Contractors vs. Employees

Today I had a chat with one of my customers, discussing a very old management issue, which I call “managing contractors vs. employees” for the lack of better terms. Therefore, I have been interested in behavioral and psychological rater than money and tax aspects. Tonight I tried to find any similar discussion in Google, and - no surprise - could not find anything.

That’s why I decided to share with you some of my observations.

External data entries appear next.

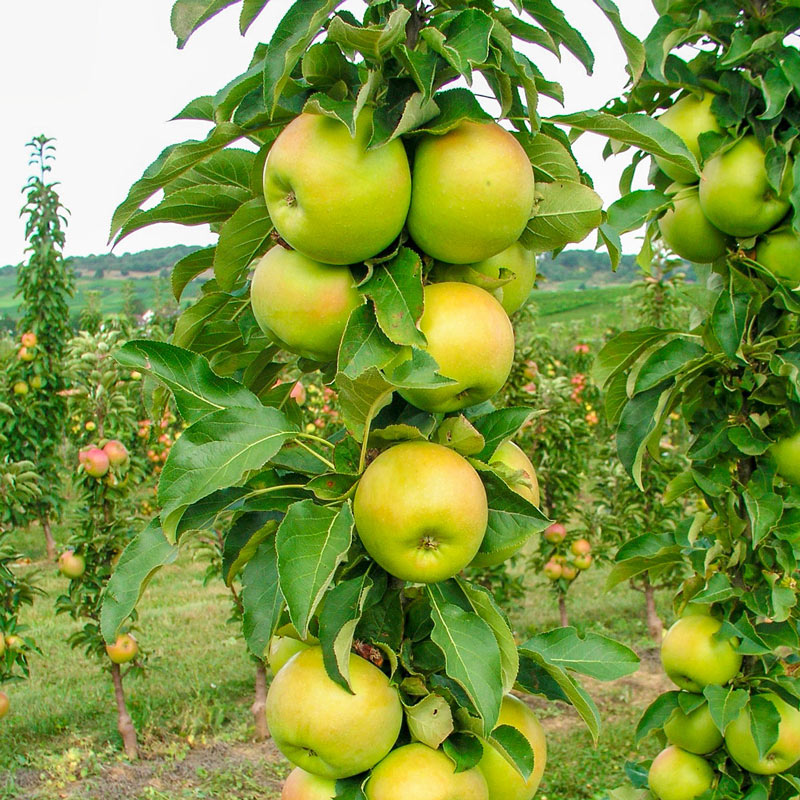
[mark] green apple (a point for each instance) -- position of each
(281, 649)
(471, 338)
(332, 198)
(325, 729)
(302, 304)
(417, 772)
(735, 194)
(512, 295)
(781, 756)
(689, 118)
(688, 233)
(471, 193)
(678, 775)
(302, 785)
(504, 782)
(779, 252)
(421, 511)
(695, 731)
(786, 453)
(693, 657)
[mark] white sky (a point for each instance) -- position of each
(105, 77)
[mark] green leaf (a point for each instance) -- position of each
(396, 290)
(593, 655)
(147, 552)
(261, 598)
(215, 452)
(197, 389)
(242, 239)
(312, 541)
(564, 212)
(295, 32)
(471, 653)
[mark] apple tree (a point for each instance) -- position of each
(721, 79)
(346, 163)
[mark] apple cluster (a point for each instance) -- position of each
(734, 200)
(697, 655)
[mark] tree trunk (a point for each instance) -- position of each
(259, 707)
(655, 627)
(48, 537)
(562, 610)
(124, 721)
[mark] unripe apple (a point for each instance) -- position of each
(302, 304)
(71, 565)
(302, 785)
(781, 756)
(329, 196)
(471, 338)
(421, 511)
(689, 118)
(324, 729)
(678, 775)
(117, 452)
(735, 194)
(555, 533)
(694, 732)
(504, 782)
(693, 657)
(418, 772)
(95, 462)
(471, 193)
(124, 649)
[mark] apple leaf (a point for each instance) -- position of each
(242, 239)
(198, 391)
(215, 452)
(146, 553)
(312, 541)
(471, 653)
(261, 598)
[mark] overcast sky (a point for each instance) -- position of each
(104, 78)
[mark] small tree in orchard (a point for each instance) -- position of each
(45, 285)
(105, 521)
(730, 91)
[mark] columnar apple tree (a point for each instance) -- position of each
(726, 194)
(360, 223)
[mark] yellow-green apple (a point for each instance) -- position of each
(735, 194)
(786, 453)
(117, 452)
(329, 196)
(504, 782)
(421, 511)
(517, 259)
(779, 252)
(302, 785)
(555, 533)
(471, 193)
(781, 756)
(303, 304)
(678, 775)
(694, 657)
(71, 565)
(695, 731)
(124, 649)
(689, 118)
(688, 233)
(471, 338)
(417, 772)
(325, 729)
(281, 649)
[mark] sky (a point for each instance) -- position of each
(104, 78)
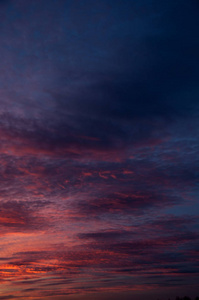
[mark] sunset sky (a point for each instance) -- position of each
(99, 149)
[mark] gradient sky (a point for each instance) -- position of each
(99, 149)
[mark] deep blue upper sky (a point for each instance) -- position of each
(99, 149)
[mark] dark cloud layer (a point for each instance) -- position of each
(99, 149)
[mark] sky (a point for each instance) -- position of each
(99, 149)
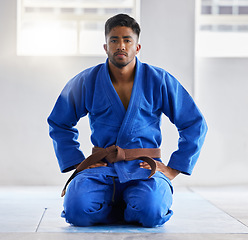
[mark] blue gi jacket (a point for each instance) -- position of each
(154, 92)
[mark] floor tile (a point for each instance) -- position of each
(38, 209)
(192, 214)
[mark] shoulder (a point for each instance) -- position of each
(87, 76)
(157, 74)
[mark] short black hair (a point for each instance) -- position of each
(122, 20)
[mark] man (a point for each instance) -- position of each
(124, 179)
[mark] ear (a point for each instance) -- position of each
(105, 47)
(138, 47)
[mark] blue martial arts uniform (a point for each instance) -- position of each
(89, 198)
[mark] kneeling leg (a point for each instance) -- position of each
(88, 200)
(148, 202)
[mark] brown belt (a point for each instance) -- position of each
(115, 154)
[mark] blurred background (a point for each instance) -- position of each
(44, 43)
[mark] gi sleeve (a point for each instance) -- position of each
(69, 108)
(182, 111)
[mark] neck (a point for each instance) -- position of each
(124, 74)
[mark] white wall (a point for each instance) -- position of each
(30, 85)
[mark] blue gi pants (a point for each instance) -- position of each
(99, 199)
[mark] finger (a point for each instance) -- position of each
(101, 164)
(145, 165)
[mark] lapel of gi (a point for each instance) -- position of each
(126, 117)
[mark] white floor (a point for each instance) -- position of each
(199, 213)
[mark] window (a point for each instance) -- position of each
(66, 27)
(222, 28)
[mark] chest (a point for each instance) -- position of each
(124, 92)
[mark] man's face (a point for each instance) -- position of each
(122, 46)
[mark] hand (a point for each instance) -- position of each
(161, 167)
(99, 164)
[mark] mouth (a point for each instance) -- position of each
(120, 54)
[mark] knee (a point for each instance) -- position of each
(149, 207)
(83, 213)
(83, 208)
(148, 212)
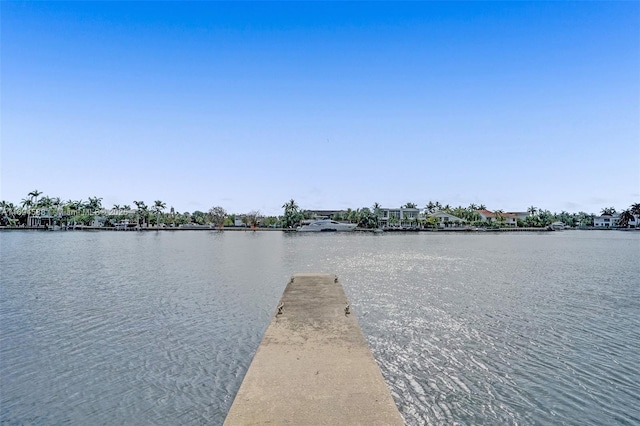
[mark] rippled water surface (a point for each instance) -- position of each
(160, 327)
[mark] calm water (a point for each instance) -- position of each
(160, 328)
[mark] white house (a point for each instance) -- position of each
(606, 221)
(398, 217)
(510, 219)
(446, 220)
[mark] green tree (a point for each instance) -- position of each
(142, 212)
(625, 217)
(292, 215)
(158, 208)
(368, 219)
(218, 216)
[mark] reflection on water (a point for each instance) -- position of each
(160, 327)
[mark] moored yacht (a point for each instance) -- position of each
(327, 225)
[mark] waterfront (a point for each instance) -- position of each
(159, 328)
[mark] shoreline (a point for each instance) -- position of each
(357, 230)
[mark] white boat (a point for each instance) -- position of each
(327, 225)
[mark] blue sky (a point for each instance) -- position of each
(336, 105)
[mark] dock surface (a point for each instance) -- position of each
(313, 366)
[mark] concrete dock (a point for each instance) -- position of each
(313, 366)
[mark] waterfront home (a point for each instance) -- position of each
(446, 220)
(520, 215)
(43, 217)
(402, 216)
(611, 221)
(606, 221)
(509, 219)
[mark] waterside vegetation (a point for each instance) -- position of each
(38, 211)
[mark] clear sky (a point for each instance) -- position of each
(336, 105)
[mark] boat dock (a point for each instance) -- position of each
(313, 366)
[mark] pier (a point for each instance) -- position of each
(313, 366)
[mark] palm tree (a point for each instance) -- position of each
(608, 211)
(158, 207)
(292, 214)
(27, 203)
(35, 194)
(625, 217)
(94, 204)
(142, 211)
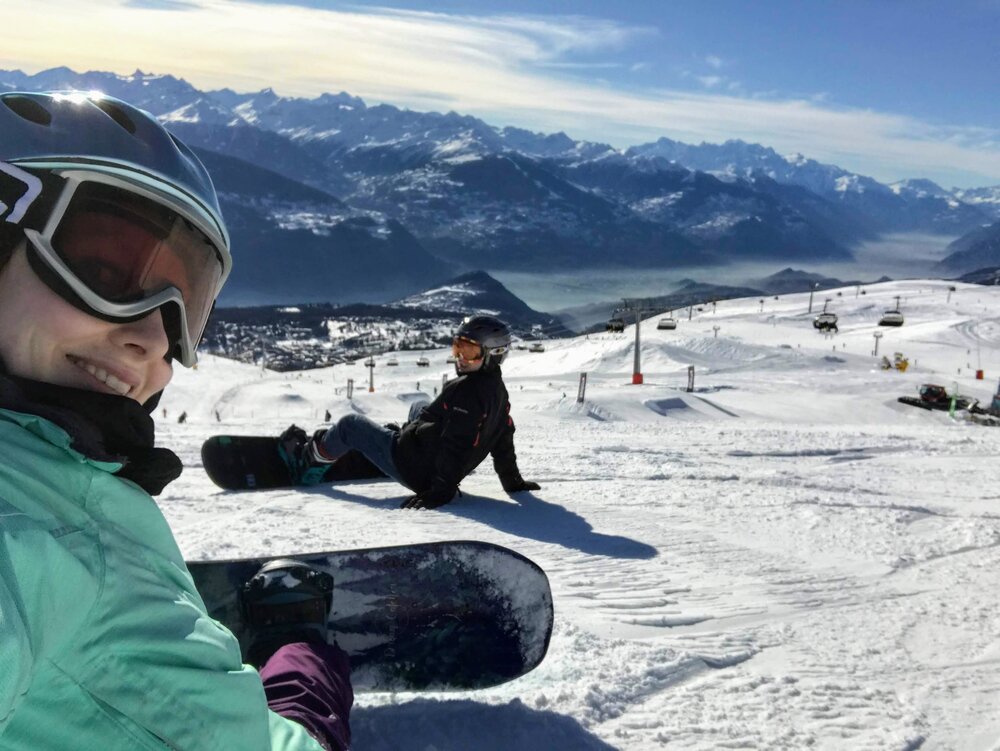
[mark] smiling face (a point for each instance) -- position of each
(44, 338)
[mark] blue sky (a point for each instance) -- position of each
(889, 89)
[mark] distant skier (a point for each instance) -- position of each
(443, 441)
(112, 252)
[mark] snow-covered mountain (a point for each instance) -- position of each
(985, 199)
(909, 205)
(453, 187)
(977, 250)
(296, 337)
(783, 557)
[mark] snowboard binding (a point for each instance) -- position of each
(285, 602)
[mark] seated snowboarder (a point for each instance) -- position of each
(112, 252)
(443, 441)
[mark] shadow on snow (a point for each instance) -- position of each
(529, 517)
(458, 725)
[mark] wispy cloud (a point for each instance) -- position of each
(533, 71)
(161, 4)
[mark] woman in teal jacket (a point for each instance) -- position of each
(112, 252)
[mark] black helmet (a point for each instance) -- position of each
(52, 143)
(492, 334)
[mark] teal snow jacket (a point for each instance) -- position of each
(105, 644)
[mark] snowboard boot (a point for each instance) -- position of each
(306, 464)
(286, 602)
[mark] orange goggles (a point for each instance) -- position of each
(466, 349)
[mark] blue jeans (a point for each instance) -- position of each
(371, 439)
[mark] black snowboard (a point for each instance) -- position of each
(249, 462)
(430, 617)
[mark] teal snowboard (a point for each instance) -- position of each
(250, 462)
(430, 617)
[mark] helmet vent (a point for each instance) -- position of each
(28, 108)
(116, 113)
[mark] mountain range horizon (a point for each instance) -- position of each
(332, 200)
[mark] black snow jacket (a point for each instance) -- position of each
(455, 432)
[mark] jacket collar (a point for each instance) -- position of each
(104, 428)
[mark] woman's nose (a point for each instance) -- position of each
(146, 337)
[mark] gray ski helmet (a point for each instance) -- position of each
(49, 139)
(493, 336)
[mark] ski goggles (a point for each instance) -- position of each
(466, 349)
(119, 251)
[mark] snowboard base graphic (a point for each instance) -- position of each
(429, 617)
(248, 462)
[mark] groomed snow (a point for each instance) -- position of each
(784, 558)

First of all, I am not trying to create any classification or taxonomy here. I realize that there is an entire spectrum between these two categories of workers. Secondly, I don’t want to suggest that all employees (contractors) possess all features described below. However, what is true; people wearing a specific hat (whether an employee’s one or a contractor’s one) with years tend to belong to one end of the spectrum.

Here you go:
1. Contractors sell time, employees sell skills.
2. Contractors are less concerned on what they do compare to employees. A contractor can take an assignment even he does not like it (or even his/her skills don’t perfectly match) and do it. Employees are more often becoming upset if they have to perform a task that they don’t like.
3. Contractors look for a good decision. If they have to make this decision, they tend to come up with quicker solution that is 70% perfect. Employees are not happy with 70 or even 90%, they are looking for perfection.
4. In terms of Herzberg’s theory employees are more interested in motivator factors, and contractors are more interested in the hygiene factors. Employees can work all night on an interesting problem if there is enough pizza around, contractors won’t.
5. Being quite adamant about working on tasks they like, employees hate interruption. They aim for perfection and don’t like multitasking. Contractors can switch their minds easily and minimal context change.
6. Since employees value motivating factors more, they are usually more loyal. Contractors are loyal for a moment.
7. Employees feel very attached to the product of their work. If one can take an example from the IT industry, employees (for example, software developers) consider programs their babies. They feel very upset if anyone treats the babies not right or tries to kill them. Contractors don’t give a damn: projects come, projects go.

Having said all that, I would like to emphasize again that I am using the “contractor” and “employee” words as terms to name the two polar groups (from the behavior point of view) and don’t mean the actual work status.